Bu seferki torbada “İşsizlik Sigortası Kanunu ile Bazı Kanunlarda Değişiklik Yapılması Hakkında Kanun Teklifi” yer alıyor. Malum, Hazine yine tamtakır. Paraya ihtiyaç var. Özellikle de dövize. Bu durumda yine “Mevlana tekkesi” kuralı işliyor: Ne olursan ol, gel, yeter ki döviz ve altınla gel! İlgili bölüm şöyle:
“Yurt dışında bulunan para, altın, döviz, menkul kıymeti Türkiye’ye getirenler bu varlıkları serbestçe tasarruf edebilecek. Yurtdışındaki kredilerin kapatılmasında kullanabilecek. Bu durumda borcun ödenmesinde kullanılan varlıklar için Türkiye’ye getirme şartı da aranmayacak. Türkiye’ye getirilen varlıklar dönem kazancının tespitinde dikkate alınmaksızın işletmelere dahil edilebilecek. Ayrıca Türkiye’de bulunan ancak işletmelerin kayıtları arasında yer almayan para, altın, döviz, menkul kıymet ve diğer sermaye piyasası araçları ile taşınmazların yasal defterlere kaydedilebilmesine olanak sağlanacak. Tüm bu varlıklar için hiçbir surette vergi incelemesi ve vergi tarhiyatı yapılamayacak. Süre 30 Haziran 2021 olarak belirlendi. Ancak Cumhurbaşkanı bu süreyi 1 yıla kadar uzatabilecek.”
İnsan “Özyeğingillerin” milyarlarla ülkeye gelişini, bir anda Türkiye’nin en zenginlerinden biri oluşunu anımsamadan edemiyor doğrusu. Sermayenin egemenlik aracı olarak devlet, her daim sınıfına hizmette kusursuz. Paranın kaynağı mı? Ne önemi var ki! Karapara dediğiniz, “saygın işadamlarının” görünür olmayan yüzlerinden başka nedir ki! Yeter ki bir parça araştırma yapın. Tüm bu “saygın” burjuvaların ve tabii dünyaya 100 dolarlık ve 500 euroluk banknotlar sunan ABD ve AB başta, tüm burjuva devletlerin “karanlık yüzü” çıkar ortaya.

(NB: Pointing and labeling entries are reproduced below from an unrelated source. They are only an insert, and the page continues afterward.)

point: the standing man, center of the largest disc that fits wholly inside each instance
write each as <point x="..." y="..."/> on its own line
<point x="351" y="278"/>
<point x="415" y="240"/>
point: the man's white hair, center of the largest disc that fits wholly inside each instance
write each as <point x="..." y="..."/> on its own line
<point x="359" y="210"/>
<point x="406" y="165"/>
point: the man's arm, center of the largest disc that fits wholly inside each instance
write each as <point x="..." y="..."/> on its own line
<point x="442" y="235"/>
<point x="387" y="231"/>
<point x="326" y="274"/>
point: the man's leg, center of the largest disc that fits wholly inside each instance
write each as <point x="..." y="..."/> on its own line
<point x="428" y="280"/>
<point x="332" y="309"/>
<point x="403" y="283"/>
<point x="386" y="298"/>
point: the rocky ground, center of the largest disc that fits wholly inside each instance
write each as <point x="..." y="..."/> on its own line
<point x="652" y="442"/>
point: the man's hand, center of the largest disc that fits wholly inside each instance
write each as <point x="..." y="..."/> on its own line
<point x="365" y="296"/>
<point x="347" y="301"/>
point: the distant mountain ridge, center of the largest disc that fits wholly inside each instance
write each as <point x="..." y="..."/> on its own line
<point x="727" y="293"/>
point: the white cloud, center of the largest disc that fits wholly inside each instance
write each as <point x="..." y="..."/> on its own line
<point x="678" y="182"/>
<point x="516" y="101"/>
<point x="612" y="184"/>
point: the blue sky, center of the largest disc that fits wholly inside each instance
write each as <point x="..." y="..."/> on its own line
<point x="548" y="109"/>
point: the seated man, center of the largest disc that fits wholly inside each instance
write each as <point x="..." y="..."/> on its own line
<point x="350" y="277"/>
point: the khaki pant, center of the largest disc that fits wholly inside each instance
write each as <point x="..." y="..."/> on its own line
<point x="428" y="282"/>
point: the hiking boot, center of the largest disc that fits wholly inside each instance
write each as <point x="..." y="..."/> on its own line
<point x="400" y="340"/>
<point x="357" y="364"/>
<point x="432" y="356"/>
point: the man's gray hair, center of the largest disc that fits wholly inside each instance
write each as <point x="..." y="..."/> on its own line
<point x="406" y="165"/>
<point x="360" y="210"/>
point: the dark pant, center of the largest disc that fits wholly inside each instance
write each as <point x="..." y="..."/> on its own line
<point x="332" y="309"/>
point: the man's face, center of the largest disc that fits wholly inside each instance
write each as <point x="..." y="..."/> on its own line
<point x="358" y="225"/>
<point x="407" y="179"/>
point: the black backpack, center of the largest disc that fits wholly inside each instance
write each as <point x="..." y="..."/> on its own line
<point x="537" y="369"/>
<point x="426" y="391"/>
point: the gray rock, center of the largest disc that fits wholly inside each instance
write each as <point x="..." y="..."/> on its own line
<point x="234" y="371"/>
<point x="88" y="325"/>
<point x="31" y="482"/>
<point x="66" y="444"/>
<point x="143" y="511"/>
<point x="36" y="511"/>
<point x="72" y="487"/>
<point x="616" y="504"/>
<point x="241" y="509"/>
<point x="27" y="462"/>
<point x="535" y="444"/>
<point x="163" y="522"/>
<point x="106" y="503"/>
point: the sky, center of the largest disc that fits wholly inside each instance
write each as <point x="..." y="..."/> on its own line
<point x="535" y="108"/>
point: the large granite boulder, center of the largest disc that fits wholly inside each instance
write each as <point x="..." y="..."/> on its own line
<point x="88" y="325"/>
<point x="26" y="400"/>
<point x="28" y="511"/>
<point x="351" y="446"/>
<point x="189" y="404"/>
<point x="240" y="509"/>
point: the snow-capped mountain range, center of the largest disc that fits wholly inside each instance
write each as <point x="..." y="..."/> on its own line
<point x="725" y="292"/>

Burjuvalara bu türden incelikler bahşeden “torba”, işçileri de ihmal etmiyor elbet. Sürekli gündeme gelen “kıdem tazminatı” meselesini doğrudan “çözemiyorsa” da, arka kapıdan dolanmayı ihmal etmiyor. Esnek çalışmayı alabildiğine “esnekleştiriyor” taslak. Öyle ki, artık işçilerin “belirsiz sürelerle çalıştırılması” istisna olmaktan çıkartılıyor, neredeyse kural haline getiriliyor: “25 yaş altındaki gençlerin kısmi süreli çalışmaları teşvik edilecek. Ay içinde 10 günden az çalışanlar için %2 iş kazası ve meslek hastalıkları primi ile %7.5’i işveren, %5’i sigortalıya ait olmak üzere %12.5 oranında genel sağlık sigortası primi işveren tarafından ödenecek”. Üstelik bu arka kapının uygulanmasını bir de teşvik edecek hükümet. Vergi istisnaları getirecek patrona ve cumhurbaşkanı bu teşviki 4 yıl uzatabilecek. Bu durumda kıdem tazminatı berhava!
Yine o kötü ünlü “ücretsiz izin” uygulamasının cumhurbaşkanı tarafından 30 Haziran 2021’e kadar uzatma yetkisi tanınması da ihmal edilmemiş “torba”da. İşçiler, en az 6 ay daha hane başına günlük 34 TL 34 kuruş ile yaşamaya çalışacak!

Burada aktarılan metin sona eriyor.